I'll post some pics when I find them. Remember to turn off geotag on your phone. You take a pic and post, I have the GPS coordinates right where you're at. No.....leave it on.

Sent from my DROID RAZR HD using Ohub Campfire mobile app


----------



## Boardman Brookies (Dec 20, 2007)

I will give this one a bump. I am going to take a peak this weekend. We have the rain but the temps are still cool.


----------



## Paperboy 1 (Aug 7, 2008)

Boardman Brookies said:


> I will give this one a bump. I am going to take a peak this weekend. We have the rain but the temps are still cool.


Well said. A few warm nights to wake up the ground would help also. Mothers Day in the woods. Wife's cool with it too.

Sent from my DROID RAZR HD using Ohub Campfire mobile app


----------



## Scout 2 (Dec 31, 2004)

Boardman Brookies said:


> Anyone find anything north of M55 yet? I haven't even bothered looking yet. There is still some patches of snow in the woods. I plan on checking next weekend and would suspect I find a micro or two. The temps are not looking the best.


I found around 30 last week but then the cold weather came back. If you have a early go to spot I would check it. Our house is in the woods and the last couple of days the woods really greened up. I have a couple of other spots that I am going to check tomorrow. Good Luck


----------



## Oldgrandman (Nov 16, 2004)

Sounds nearly promising. Gonna put some rubber down the next day or 3. Hope to contribute with a positive report.....

GOOD LUCK Y'ALL!!!


----------



## Scout 2 (Dec 31, 2004)

When we came home from town today there was a guy that has a cabin around the corner from us and he had about a 1/4 bag like you get at meijers. Time to hit the woods this weekend


----------



## meeee (Oct 17, 2010)

Found 3 today under my early tree.


----------



## Boardman Brookies (Dec 20, 2007)

I found few micros in Leelanau Co today.










Sent from my iPhone using Ohub Campfire


----------



## Crayfish Trapper (Dec 19, 2010)

I'm heading to Mesick on wednesday 5/7 for a few days of morel hunting in the hills. 

I will post reports on what's up.


----------



## meeee (Oct 17, 2010)

Found 57 today 2-3 inchers , under every tree I thought they would be . One week it could be one of the best years ever!


----------



## meeee (Oct 17, 2010)

F this this is why I quit reporting!


----------



## Matt V (Dec 8, 2004)

Crayfish Trapper said:


> I'm heading to Mesick on wednesday 5/7 for a few days of morel hunting in the hills.
> 
> I will post reports on what's up.


I found 59 this morning, just a little South of Mesick.

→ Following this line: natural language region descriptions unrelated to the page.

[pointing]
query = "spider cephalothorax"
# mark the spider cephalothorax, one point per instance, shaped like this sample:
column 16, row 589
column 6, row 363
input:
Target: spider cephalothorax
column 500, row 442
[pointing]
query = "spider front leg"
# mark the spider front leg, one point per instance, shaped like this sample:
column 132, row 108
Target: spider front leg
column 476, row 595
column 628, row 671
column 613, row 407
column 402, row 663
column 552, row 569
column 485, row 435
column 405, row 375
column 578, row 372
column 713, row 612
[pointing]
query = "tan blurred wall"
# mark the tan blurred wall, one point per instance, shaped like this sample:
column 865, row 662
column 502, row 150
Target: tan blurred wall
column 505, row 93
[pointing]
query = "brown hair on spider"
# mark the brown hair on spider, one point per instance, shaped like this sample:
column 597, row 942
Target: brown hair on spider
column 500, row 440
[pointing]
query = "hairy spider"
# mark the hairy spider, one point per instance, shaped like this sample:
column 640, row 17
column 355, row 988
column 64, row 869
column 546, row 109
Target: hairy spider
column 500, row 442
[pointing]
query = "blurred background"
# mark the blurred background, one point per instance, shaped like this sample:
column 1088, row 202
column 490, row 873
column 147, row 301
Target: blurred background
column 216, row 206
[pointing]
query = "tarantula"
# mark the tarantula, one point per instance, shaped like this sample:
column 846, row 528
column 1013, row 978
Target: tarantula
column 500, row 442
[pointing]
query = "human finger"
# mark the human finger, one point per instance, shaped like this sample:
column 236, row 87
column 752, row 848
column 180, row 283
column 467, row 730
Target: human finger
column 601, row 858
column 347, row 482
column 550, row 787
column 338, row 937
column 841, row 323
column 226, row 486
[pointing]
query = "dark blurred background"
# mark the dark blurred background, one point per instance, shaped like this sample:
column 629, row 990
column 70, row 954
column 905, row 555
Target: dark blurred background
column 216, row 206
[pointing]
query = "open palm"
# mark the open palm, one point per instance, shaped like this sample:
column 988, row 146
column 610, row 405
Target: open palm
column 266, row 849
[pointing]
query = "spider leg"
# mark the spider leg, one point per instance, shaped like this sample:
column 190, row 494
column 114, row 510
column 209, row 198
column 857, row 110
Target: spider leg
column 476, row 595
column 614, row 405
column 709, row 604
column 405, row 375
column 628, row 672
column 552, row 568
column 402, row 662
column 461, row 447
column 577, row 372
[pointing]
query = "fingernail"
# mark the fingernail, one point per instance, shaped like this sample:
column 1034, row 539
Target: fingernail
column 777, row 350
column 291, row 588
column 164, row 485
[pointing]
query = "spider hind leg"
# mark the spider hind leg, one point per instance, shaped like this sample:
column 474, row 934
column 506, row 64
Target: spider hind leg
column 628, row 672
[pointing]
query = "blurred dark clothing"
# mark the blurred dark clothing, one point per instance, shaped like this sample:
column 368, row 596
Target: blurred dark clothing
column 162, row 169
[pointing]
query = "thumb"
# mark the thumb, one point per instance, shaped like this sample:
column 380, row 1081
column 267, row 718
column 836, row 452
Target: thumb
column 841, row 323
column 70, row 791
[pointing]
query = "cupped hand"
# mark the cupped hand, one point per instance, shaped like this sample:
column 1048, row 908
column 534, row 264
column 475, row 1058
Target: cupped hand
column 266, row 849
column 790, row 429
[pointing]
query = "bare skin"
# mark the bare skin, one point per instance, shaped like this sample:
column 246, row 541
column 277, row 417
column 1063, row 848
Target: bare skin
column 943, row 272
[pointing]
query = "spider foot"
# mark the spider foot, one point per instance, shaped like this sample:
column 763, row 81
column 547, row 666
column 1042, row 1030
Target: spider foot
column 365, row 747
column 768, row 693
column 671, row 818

Mostly small and all of them were in grassy area's, I didn't find any walking the hill's...


----------



## steve myers (Dec 29, 2000)

Matt V said:


> I found 59 this morning, just a little South of Mesick. Mostly small and all of them were in grassy area's, I didn't find any walking the hill's...


Good job and thanks for report will be heading that way as soon as I get two days off.


----------